Using Packing Defects in Heterogeneous Biological Membrane as a Lens to Explore Protein Localization Propensity and Small Molecule Permeability

Abstract

AbstractPlasma membrane (PM) heterogeneity has long been implicated in various cellular functions. However, mechanistic principles governing functional regulations of lipid environment is not well understood due to the inherent complexities associated with the relevant length and time scales that limit both direct experimental measurements and their interpretation. In this context, computer simulation holds immense potential to investigate molecular-level interactions that lead to PM heterogeneity and the related functions. Herein, we investigate spatial and dynamic heterogeneity in model membranes with coexisting liquid ordered and liquid disordered phases and characterize the membrane order in terms of the topological changes in lipid local environment using the non-affine parameter (NAP) frame-work. Furthermore, we probe the packing defects in membrane with coexisting fluid phases, which can be considered as the conjugate of membrane order assessed in terms of the NAP. In doing so, we formalize the connection between membrane packing and local membrane order and use that to explore the mechanistic principles behind preferential localization of proteins in mixed phase membranes and membrane permeability of small molecules. Our observations suggest that heterogeneity in mixed phase membranes follow some generic features, where functions may arise based on packing-related basic design principles.SignificanceFunctionally important complex lateral and transverse structures in biological membrane result from the differential molecular interactions among a rich variety of lipids and other building blocks.
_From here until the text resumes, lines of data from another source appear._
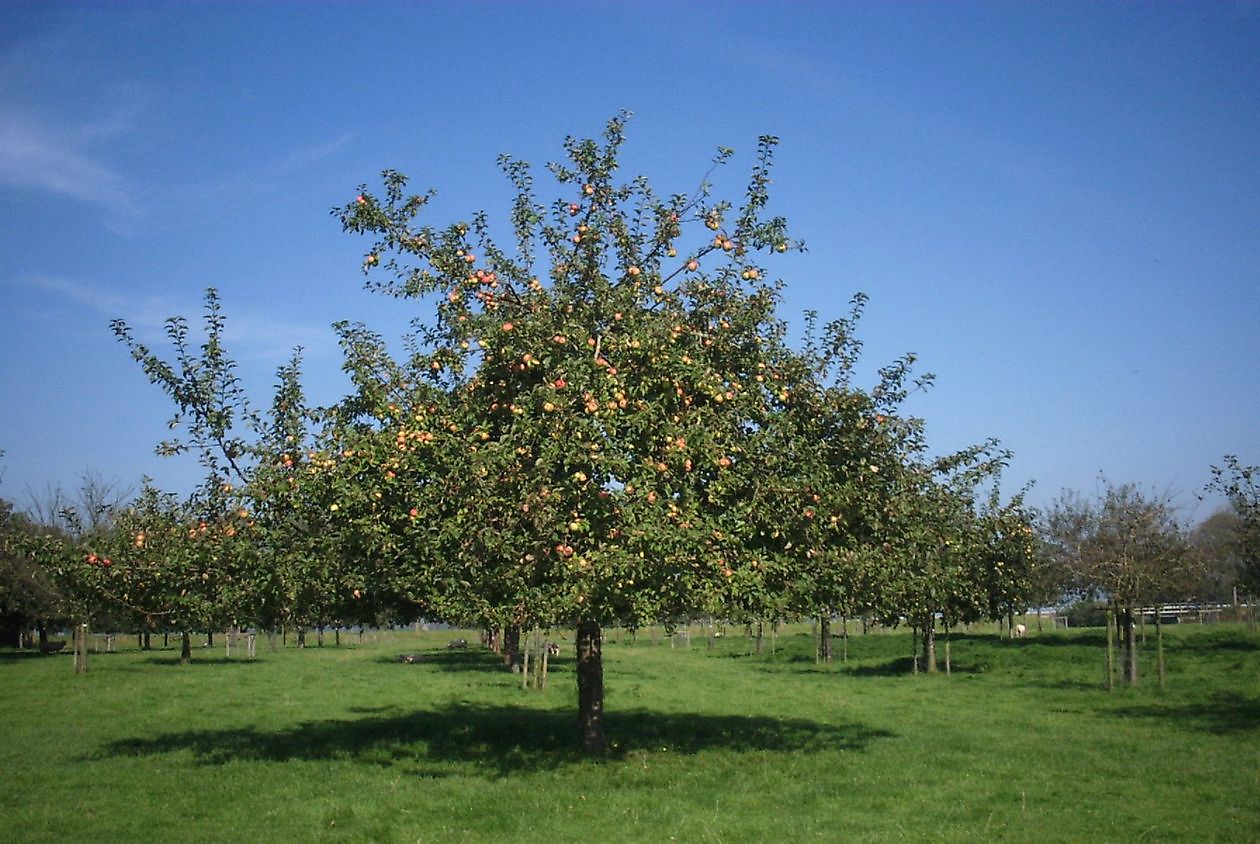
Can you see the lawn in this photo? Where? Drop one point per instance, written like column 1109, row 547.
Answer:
column 711, row 743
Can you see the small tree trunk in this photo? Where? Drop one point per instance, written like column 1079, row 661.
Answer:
column 81, row 649
column 524, row 668
column 930, row 645
column 512, row 656
column 824, row 639
column 1130, row 648
column 1159, row 646
column 844, row 639
column 1110, row 648
column 590, row 687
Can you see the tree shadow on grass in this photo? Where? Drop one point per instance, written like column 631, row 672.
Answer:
column 13, row 655
column 200, row 659
column 451, row 660
column 495, row 740
column 1224, row 713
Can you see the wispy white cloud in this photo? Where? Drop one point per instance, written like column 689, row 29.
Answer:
column 250, row 335
column 37, row 158
column 297, row 160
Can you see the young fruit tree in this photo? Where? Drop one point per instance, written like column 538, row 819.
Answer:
column 1240, row 485
column 602, row 374
column 1127, row 548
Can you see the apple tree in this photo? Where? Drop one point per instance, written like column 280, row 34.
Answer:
column 602, row 376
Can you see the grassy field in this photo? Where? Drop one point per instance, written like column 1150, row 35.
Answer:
column 711, row 745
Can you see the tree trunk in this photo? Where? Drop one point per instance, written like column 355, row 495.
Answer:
column 1110, row 648
column 1159, row 646
column 81, row 649
column 930, row 645
column 1130, row 648
column 590, row 687
column 512, row 648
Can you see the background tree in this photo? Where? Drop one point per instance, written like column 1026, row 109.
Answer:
column 29, row 597
column 1127, row 548
column 1240, row 484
The nature of molecular packing in membrane is a manifestation of these interactions. In this work, using some of the ideas from the Physics of amorphous materials and glasses, we quantify the correlation between heterogeneous membrane organization and the three dimensional packing defects. Subsequently, we investigate the packing-based molecular design-level features that drive preferential localization of peptides in heterogeneous membrane and membrane permeation of small molecules.